Location: McEwen School of Architecture, Lecture Hall
1.5 ConEd Learning Hours
1.5 AIA LU
2:00 p.m. – 3:30 p.m.
The port city of Rotterdam has reinvented itself over the last 30 years to become attractive again for its residents and businesses. Making the city more social, repopulating the city centre, attracting tourism with iconic buildings, and changing the economy of the city was the first phase. In the second, more ambitious phase, the mostly below-sea-level city is facing challenges regarding climate change in which areas need to be rethought and transformed to be futureproof. Local architecture practice MVRDV has participated in the urban transformation and is a partner for the city today in terms of developing a software that allows the city to analyze and transform the urban landscape based on parametric data.
Learning Objectives
1. Learn about how a city can use high-quality architecture to reignite tourism.

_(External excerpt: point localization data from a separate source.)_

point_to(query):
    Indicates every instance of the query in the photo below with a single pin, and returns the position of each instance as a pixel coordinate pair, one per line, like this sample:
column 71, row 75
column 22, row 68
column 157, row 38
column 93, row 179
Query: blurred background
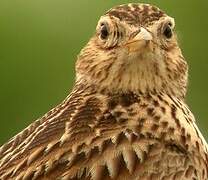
column 39, row 42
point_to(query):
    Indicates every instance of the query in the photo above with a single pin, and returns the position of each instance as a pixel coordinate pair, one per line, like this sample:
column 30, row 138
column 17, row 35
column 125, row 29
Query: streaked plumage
column 126, row 117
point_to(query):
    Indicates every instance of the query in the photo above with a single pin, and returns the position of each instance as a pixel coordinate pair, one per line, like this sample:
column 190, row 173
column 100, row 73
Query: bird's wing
column 95, row 136
column 35, row 144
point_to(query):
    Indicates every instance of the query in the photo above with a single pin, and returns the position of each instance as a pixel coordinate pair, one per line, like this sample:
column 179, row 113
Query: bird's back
column 95, row 135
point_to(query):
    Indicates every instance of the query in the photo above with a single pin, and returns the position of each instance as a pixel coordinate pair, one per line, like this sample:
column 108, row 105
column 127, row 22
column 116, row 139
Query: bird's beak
column 139, row 41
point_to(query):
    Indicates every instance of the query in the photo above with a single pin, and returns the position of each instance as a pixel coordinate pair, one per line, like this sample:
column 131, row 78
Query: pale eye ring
column 168, row 32
column 104, row 32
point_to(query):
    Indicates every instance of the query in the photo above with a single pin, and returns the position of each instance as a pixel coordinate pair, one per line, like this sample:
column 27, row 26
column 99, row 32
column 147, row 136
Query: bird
column 126, row 117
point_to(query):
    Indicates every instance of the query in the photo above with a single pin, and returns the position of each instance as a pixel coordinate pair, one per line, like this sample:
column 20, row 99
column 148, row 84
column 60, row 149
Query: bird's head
column 134, row 49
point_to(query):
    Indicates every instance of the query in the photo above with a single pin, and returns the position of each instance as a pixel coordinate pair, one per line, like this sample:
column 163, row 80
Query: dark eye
column 104, row 31
column 168, row 33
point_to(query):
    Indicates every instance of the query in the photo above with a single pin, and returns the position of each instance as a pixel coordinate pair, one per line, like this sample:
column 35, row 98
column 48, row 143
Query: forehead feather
column 137, row 14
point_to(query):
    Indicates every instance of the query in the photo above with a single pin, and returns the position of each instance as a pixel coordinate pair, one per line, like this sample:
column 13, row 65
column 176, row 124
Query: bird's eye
column 168, row 33
column 104, row 31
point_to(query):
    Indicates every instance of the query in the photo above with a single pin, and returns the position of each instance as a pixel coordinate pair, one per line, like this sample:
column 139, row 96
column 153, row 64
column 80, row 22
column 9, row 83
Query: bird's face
column 134, row 49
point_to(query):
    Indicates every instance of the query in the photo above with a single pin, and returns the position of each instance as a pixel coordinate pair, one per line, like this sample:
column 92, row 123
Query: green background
column 39, row 42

2. Understand how Rotterdam uses temporary installations such as the Rotterdam Rooftop Walk to create understanding and support for large-scale urban transformation.
3. Understand how the temporary installations and their learnings are used as a basis for a parametric software that manoeuvres urban regulations and allows the city to develop toward a resilient future.
4. Learn why and how densification of the city is pursued and how the urban quality is maintained and improved by adding more surface and people.
Jan Knikker is a partner and director of strategy & development at MVRDV, where he drives business development and public relations efforts, spearheading a large and dynamic studio that also includes the office’s visualization capacity. Jan further leads the office’s branding efforts, and MVRDV’s expansion into new markets, by supporting the office’s ambition to generate solutions to global challenges through a multifaceted approach to architecture and urbanism. He regularly lectures at international, commercial, and academic venues in Europe, the United Kingdom, Israel, Colombia, and Australia, and has written and contributed to numerous publications and exhibitions. Jan is a member of the HNI Heritage Network, and Gestaltungsbeirat of the City of Wiesbaden; he led the online design magazine Dafne, and was a member of the International Projects commission of the Netherlands’ Architecture Funds.